Kepada Inilah, Jakarta, Senin (5/9/2022), Sahrul yang mengelola Rumah Makan Padang di kawasan Warung Silah, Jagakarsa, Jakarta Selatan, mengakui bahwa beban hidup makin berat. Belum ada kenaikan BBM saja, harga barang khususnya bahan pangan, sudah mahal.

“Apalagi saat ini, Pertalite dan Solar naik maka harga bahan pangan naik lagi. Mulai telur ayam, cabai dan daging ayam. Kita yang bingung jualnya. Mau naekin harga, enggak tega kepada pelanggan. Terpaksa harus kita atur-atur lagi,” ungkapnya.

Lantaran harga bahan pangan semakin mahal, Sahrul harus menghentikan paket hemat makanan Rp10 ribu per bungkus. Lauknya bisa pilih, ada ayam goreng, ayam bakar, telur balado, atau lele goreng.

Paket hemat ini, cukup banyak peminatnya. Bisa jadi karena harganya sangat terjangkau kantong. Khusus hari Jumat, paket ini cepat ludes.

“Kita terpaksa naikin harga jadi Rp12 ribu. Karena saya ingin mempertahankan rasa serta ukuran lauknya, jangan kecil-kecil amat. Bagi saya, asal pelanggam tidak lari, enggak untung enggak apa,” tuturnya.
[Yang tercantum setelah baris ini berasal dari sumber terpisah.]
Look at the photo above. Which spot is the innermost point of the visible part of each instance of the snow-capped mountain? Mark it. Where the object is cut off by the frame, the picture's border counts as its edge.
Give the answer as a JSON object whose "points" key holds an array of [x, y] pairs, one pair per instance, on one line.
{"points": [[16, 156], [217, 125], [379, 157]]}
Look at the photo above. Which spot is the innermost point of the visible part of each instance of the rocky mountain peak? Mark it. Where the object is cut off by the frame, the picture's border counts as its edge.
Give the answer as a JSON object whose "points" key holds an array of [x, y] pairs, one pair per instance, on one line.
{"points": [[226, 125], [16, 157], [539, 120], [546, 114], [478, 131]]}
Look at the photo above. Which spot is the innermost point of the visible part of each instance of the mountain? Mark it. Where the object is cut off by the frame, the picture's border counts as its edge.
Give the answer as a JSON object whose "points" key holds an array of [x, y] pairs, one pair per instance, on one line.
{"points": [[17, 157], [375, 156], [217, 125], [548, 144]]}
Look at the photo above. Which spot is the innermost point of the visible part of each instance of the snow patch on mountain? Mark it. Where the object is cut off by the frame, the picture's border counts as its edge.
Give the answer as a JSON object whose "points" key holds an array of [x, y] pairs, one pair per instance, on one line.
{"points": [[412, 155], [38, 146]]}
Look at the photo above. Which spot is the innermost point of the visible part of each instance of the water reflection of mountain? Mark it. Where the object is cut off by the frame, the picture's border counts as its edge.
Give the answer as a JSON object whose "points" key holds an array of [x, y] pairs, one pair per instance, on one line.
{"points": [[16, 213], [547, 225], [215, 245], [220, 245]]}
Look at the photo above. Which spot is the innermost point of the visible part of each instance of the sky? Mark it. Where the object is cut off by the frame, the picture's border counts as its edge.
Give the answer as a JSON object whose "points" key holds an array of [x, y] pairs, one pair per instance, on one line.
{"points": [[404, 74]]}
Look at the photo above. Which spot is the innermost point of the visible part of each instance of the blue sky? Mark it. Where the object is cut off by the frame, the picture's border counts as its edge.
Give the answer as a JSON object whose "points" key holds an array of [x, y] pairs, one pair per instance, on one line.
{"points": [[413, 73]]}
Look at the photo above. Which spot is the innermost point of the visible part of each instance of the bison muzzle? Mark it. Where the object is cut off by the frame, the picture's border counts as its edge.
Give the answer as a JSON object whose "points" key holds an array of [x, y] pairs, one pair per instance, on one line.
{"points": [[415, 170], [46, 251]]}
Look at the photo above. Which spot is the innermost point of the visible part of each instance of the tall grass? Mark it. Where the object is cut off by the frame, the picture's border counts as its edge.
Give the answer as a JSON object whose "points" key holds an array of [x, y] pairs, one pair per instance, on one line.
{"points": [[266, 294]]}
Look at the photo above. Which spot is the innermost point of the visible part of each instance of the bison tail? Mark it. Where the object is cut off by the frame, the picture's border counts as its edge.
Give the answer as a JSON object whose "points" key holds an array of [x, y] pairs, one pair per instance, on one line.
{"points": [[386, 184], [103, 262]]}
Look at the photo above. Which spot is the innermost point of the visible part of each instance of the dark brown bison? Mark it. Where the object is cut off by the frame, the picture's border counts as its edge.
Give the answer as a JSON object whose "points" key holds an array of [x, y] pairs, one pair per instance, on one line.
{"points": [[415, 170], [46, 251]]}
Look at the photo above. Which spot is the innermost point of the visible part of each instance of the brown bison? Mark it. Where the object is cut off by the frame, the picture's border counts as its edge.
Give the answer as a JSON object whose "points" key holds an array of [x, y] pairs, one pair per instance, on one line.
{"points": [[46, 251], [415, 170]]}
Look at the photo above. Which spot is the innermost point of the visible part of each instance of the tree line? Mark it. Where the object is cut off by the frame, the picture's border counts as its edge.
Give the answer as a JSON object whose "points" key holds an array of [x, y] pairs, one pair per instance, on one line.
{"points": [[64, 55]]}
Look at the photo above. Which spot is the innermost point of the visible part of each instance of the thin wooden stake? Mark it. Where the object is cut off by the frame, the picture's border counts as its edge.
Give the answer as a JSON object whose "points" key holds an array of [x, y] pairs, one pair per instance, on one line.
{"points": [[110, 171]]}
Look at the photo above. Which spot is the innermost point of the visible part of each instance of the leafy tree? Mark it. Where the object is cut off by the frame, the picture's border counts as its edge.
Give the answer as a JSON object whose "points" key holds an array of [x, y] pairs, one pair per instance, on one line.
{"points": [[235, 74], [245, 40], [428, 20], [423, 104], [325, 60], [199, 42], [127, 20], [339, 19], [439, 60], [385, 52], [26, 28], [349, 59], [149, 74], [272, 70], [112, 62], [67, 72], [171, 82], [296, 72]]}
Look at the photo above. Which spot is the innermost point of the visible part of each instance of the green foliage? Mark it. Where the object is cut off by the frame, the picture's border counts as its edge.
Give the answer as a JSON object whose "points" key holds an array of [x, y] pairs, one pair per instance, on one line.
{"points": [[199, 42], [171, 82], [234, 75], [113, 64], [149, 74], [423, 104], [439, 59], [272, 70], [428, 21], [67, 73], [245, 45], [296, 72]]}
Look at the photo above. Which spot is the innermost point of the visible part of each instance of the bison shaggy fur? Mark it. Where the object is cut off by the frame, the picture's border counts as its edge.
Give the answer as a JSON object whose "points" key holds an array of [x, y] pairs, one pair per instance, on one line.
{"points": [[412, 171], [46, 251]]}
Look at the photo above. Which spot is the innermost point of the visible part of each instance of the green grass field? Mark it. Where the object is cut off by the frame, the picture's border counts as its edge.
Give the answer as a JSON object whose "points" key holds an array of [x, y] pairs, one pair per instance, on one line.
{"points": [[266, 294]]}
Rasa sama dialami Wawan, pengemudi ojol asal Srengseng Sawah, Jakarta Selatan. Bapak dua anak ini, merasakan betapa getirnya harga BBM kalau naik. Kini, penumpang ojol semakin sedikit yang berarti penghasilan berkurang signifikan.

“Sebelum BBM naik, sampai pukul 12.00 saya bisa dapat 9 tarikan. sekarang dapat 2 saja, Alhamdulillah. Kalau kata teman-teman, bisa karena driver semakin banyak, atau penumpang memang turun. Mereka memilih naik motor supaya ngirit,” tuturnya kepada Inilah.com, sambil sesekali menyeka peluh.

Untuk order makanan, kata Wawan, tidak jauh beda. Alias sama-sama sepinya. Alhasil, penghasilan harian kotor yang biasa dikantongi wawan, susut besar, dari Rp200 ribu menjadi Rp90 ribu-Rp100 ribu. “Itu belum dipotong untuk beli Pertalite, ngopi dan rokok. Ya bawa pulang palingan gocap (Rp50 ribu), om,” ungkapnya.

Lalu bagaimana dengan BLT BBM dan program bantalan sosial lainnya? Menurut dia, dana Rp600 ribu yang diterima memang cukup membantu. Namun hanya sementara. Setelah itu, Wawan harus berjuang keras demi bertahan hidup di tengah semakin lesunya daya beli.

Bisa jadi, cerita pilu Sahrul dan Wawan ini, mewakili ribuan bahkan jutaan pengusaha UMKM dan pengemudi ojol. Semuanya ‘tersengat’ kenaikan harga BBM.